The following comes to you courtesy of someone who wishes she’d had this list three months ago …One day you wake up and go to your job, and the next day you don’t have a job to go to. It can be that simple and that complicated, but the real question is, WHAT DO I DO NOW?
The following comes to you courtesy of someone who wishes she’d had this list three months ago. One day you wake up and go to your job, and the next day you don’t have a job to go to. It can be that simple and that complicated, but the real question is, WHAT DO I DO NOW?
1. Cut yourself some slack. Chances are, the circumstances of your sudden unemployment have less to do with you/your skill set/your personality/your knowledge/etc. and more to do with someone else’s agenda/the economy/etc. Besides, whatever may have happened is now far less important than what happens next: an arduous job search in an oversaturated job market.
2. Expand your horizons. Get out a map, draw a driving-distance radius around your house. Make a list of pharmacies within that radius that you would like to work for. One day a week, every week, make phone calls and check websites to inquire whether they are hiring. If that radius laps into a state in which you are not currently licensed, consider taking steps to gain licensure in that state in order to broaden your job prospects.
3. Use your resources.
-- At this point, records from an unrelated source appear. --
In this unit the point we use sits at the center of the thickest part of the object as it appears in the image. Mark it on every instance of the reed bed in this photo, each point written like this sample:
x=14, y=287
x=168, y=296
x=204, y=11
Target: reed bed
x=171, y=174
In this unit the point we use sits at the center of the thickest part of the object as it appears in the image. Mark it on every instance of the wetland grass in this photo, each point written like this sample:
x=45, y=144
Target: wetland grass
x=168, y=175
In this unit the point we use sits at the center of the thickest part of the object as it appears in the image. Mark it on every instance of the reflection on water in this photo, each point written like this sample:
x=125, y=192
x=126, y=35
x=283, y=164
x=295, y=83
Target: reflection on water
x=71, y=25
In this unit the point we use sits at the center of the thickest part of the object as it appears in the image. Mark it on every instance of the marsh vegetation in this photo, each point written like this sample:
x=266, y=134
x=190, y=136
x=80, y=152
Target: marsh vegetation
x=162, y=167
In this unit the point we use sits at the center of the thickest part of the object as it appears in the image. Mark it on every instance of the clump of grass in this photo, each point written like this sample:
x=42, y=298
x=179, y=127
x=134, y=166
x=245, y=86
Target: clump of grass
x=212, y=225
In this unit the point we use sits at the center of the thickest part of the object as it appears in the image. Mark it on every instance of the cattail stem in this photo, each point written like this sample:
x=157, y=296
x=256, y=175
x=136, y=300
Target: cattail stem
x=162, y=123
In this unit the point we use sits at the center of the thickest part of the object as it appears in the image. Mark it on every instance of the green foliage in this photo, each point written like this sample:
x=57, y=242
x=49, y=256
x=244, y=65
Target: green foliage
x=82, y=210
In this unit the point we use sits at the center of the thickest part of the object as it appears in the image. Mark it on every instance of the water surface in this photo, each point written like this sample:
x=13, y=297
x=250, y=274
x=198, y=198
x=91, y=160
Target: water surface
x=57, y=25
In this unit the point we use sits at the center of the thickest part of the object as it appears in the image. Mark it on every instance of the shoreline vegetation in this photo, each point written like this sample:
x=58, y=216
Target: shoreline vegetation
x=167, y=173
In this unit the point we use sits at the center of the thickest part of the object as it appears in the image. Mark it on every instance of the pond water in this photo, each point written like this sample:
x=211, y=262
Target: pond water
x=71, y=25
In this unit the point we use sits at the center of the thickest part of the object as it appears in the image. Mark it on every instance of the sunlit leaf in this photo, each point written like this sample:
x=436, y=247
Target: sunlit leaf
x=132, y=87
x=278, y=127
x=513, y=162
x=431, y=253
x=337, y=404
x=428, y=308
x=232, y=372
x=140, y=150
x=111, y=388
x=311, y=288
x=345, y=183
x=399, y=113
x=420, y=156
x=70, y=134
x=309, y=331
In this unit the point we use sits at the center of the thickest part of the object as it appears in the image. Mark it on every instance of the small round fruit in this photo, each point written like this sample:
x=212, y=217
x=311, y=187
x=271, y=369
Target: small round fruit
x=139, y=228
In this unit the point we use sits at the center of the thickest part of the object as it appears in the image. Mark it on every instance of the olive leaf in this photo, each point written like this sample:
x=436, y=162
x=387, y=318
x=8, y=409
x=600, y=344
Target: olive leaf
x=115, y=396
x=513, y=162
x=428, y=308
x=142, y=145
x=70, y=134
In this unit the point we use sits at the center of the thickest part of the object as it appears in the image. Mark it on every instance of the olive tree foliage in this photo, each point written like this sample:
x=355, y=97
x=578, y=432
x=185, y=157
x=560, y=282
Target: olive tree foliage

Now is the time to call in favors. If you were a preceptor, call former students who have graduated and ask whether their current employers are hiring. Call your alma mater. Many colleges of pharmacy maintain extensive alumni network lists, which may assist you in networking. If nothing else, they can tell you when the next job fair for new graduates will be held.
4. Don’t limit your options. There are countless things you can do with a pharmacy degree that don’t involve the actual practice of pharmacy. These jobs may not bring in a comparable salary, but you can’t put a price on job satisfaction. Check with local community colleges for teaching or tutoring positions. Many clinical research facilities and biomedical companies employ pharmacists. Check with locally based pharmacy benefit managers and pharmaceutical companies.
5. Volunteer. Go to the website of the National Association of Free & Charitable Clinics (www.nafcclinics.org) and type in your zip code to find opportunities near you. Becoming a volunteer pharmacist at your community’s free medical clinic will have untold benefits. You will keep your skill set sharp, help those in a far worse situation than your own (and discover that being jobless is a lot less traumatic than the life situations of many of your free-clinic patients), and be far more able to easily explain any gaps in employment to prospective employers. Volunteering also allows you to meet and network with local physicians, pharmacists, and nurses who can assist you in your job search or vouch for you to prospective employers.
6. Plan. Call your financial planner. Sit down by yourself or with your spouse. Figure out what you need to do and when, and what lifestyle changes you will need to make. It is possible to defer your student loans if you need to. Trust me, you will sleep better at night knowing that you have a financial plan in place. If you are reading this while still gainfully employed, know that the worst can happen when you least expect it and let that inspire you to be more generous with deposits to your emergency fund.
7. Cold call. I know, yikes. But you would be surprised to know how many independent drugstore owners would like a day off. Put on a suit, print multiple copies of your resume, go to an independent drugstore during slower hours, and ask to speak to the manager or owner. Our profession is fairly unique, in that we tend to take care of one another – if that particular store owner doesn’t currently need any relief help, he or she can probably refer you to someone who does. The more store managers who have a copy of your resume in their file drawer, the higher the likelihood of you gaining employment.
8. Be humble. When cold calling or even in job interviews, offer to work at graduate intern pay or technician pay until you are fully trained.
9. Take this opportunity to beef up your resume. Take BLS or ACLS. Take a certificate course (MTM, Diabetes, or Vaccination) through APhA. If you’re a hospital pharmacist and you qualify, sit for a BPS exam. Take a class in medical Spanish at your local community college. And again, volunteer.
10. Choose your references carefully. Pick three, and assume that all three will be called, but make sure all three know you well enough to sell your skill set if only one happens to be called by your prospective employer. It may not be to your advantage to list a reference who has a very impressive job title but can’t adequately sing your praises. One of your references should be a character reference, one reference should be a former co-worker who can testify to your work ethic, and one reference should be a pharmacist who can discuss your pharmacist skill set. Make sure you ask permission of each reference prior to listing them on your resume.
Don’t lose hope. You will find a job. It may not be as quickly as you’d like, and it may not be your dream job, but you will find a job. After all, you managed to land the job you just left, so you do have previous success to build upon.
All the usual trite advice applies here. Put one foot in front of the other. Take things one day at a time. Make sure you are focused on looking ahead and absolutely refuse to look back or dwell on the circumstances of your unemployment.
Don’t even consider retaliation, it’s beneath you and it’s beneath our profession. In the grand scheme of the universe, things will balance out and you will land a job.